Viele Wege führen zur und durch die Cologne Jazzweek.
Sie findet tatsächlich schon zum fünften Male statt. Und auch der künstlerische Geschäftsführer, der Posaunist und … lokale Kulturpolitiker Janning Trumann, ist nicht in der Lage, wegen der Parallelität der Ereignisse in alle 45 Konzerte wenigstens auch nur mal ´reinzuschauen.
Ein Besuch des Festivals erfordert deshalb eine gewisse Kunst der Antizipation, vulgo: der Auslassungen.Die Jazzpolizei ließ sich, aus guten Gründen, vom größten Instrument des Premierentages anlocken, der gran cassa, der größten aus der Familie der Kesseltrommeln.
Und dies nicht wegen des mächtigen Wumms, den sie seit ihren frühen Tagen in der Militärmusik, aber auch in Beethovens Neunter oder Verdis „Aida“ abdröhnt, sondern wegen der Eignung ihrer Oberfläche als Membran.
Und da spricht die gute Erfahrung für die Art, wie der Norweger Ingar Zach seit Jahren dem Instrument den eigentlichen Zweck, nämlich einen Hieb oder auch beat, verweigert - bis er dann doch bisweilen ganz sanft von einem Paukenschlegel ausgeführt wird.
Seine Praxis, die Oberfläche der gran cassa zu streicheln und nicht zu schlagen, auf ihr wie auf einem Resonanztisch kleine Klangerzeuger zu verschieben, sein System der vibrating drum ist in Köln wohlvertraut, u.a. aus einem Konzert mit Christian Wallumrød.
Zach, geboren 1971 in Oslo, gehört bei der Cologne Jazzweek zum Quartett Tungemål des dänischen Gitarristen Mark Solborg, neben ihm, gleichfalls aus Dänemark Simon Toldam.
Der hat Spuren als exzellenter keyboarder in Köln hinterlassen, heuer dient er, ja man möchte schon sagen: überwiegend tupft er als Pianist.
Auch die portugiesische Trompeterin Susana Santos Silva erleben wir in einer anderen Rolle: als vorwiegende Melodieträgerin (wenn das Quartett sich denn auf den entsprechenden Inseln bewegt), aber auch am anderen Ende der Fahnenstange, als Geräuschemacherin. Sie bläst, nein sie haucht fast nicht in das Mundstück, sondern in die Ventile ihres Instrumentes.
Ja, ganz leis´ erklingt hier Improvisierte Musik (die Genre-Zuordnung fällt nicht schwer).
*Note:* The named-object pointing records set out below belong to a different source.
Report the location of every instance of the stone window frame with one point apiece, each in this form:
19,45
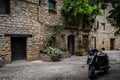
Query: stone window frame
7,7
52,10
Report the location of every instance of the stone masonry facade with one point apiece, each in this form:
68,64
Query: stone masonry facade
31,19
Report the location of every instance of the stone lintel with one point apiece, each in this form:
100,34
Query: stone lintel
18,35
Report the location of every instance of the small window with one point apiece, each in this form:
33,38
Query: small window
4,6
52,6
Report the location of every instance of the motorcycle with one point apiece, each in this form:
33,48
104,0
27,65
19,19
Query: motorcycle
97,61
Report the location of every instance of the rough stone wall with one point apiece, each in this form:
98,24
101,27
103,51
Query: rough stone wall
103,36
22,20
28,17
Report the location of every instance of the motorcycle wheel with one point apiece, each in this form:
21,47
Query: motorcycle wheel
91,73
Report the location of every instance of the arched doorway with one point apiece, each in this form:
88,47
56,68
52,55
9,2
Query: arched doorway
71,44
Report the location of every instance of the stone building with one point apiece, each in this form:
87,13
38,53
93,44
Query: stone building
26,25
103,33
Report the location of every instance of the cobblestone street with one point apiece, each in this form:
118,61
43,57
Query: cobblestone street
73,68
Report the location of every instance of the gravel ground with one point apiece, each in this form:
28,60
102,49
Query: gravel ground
73,68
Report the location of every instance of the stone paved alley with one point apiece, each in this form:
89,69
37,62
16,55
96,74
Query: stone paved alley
73,68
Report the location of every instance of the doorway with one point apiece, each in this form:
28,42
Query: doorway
18,48
85,42
112,44
71,44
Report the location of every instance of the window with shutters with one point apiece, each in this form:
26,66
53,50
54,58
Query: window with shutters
4,6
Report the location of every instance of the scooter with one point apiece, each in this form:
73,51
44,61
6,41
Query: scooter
97,61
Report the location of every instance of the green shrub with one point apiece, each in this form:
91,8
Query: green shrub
55,53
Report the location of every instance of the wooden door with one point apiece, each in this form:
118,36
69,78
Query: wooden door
71,44
112,44
18,48
85,42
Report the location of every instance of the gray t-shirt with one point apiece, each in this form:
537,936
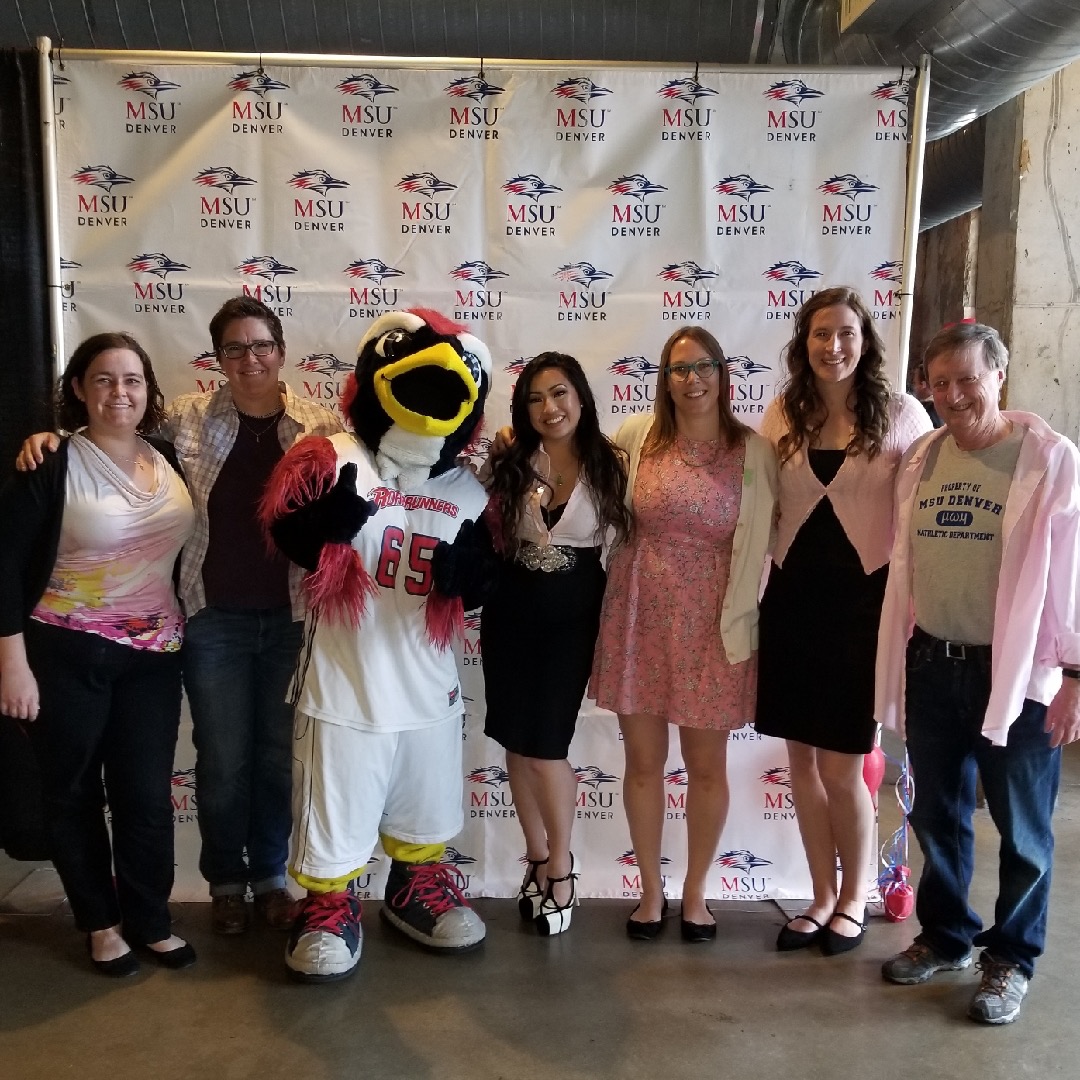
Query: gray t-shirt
956,537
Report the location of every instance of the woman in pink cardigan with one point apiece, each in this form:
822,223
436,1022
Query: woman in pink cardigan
839,433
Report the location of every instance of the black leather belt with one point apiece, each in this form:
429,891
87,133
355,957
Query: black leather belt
941,649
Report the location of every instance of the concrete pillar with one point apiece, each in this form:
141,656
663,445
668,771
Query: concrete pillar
1028,283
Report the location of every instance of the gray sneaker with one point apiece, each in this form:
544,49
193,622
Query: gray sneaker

Die gedämpfte Lautstärke ist eine Wohltat. Man muss sich diese Atmosphäre als Äquivalent zu einem Dunkelrestaurant vorstellen: das Glimmen einer Zigarette erscheint einem nach der Phase der Eingewöhnung als grell. Hier verlangt´s einen nicht mehr nach einem Ausbruch, nach dem dynamischen other.
Die Subtilitäten verzweigen sich bestens im Horizontalen.
Und wen´s nach tiefen Frequenzen verlangt, bitte schön, Zach leitet von seinem Resonanztisch Entsprechendes ab, er setzt die gran cassa als elektro-akustisches Medium ein.
Nach 90 Minuten en suite verlangte es die Zuhörer nach Mehr. Der Bandleader Solborg beschied den Wunsch mit einem einleuchtenden Argument: nach diesem letzten Ton könne man nicht mehr fortfahren.Hernach, an der Bar des Loft, sah die Jazzpolizei zwei Membrankünstler im Gespräch, die sie sich während des Konzertes als verwandt assoziiert hatte:
Ingar Zach und Etienne Nillesen.
Der Praktiker der extended snare drum hatte tags zuvor, in der Kunststation St. Peter, Verwandtes, aber anderes Klingendes in einem lunchtime concert vorgeführt.
Auch dafür ist jetzt wieder die Saison angelaufen.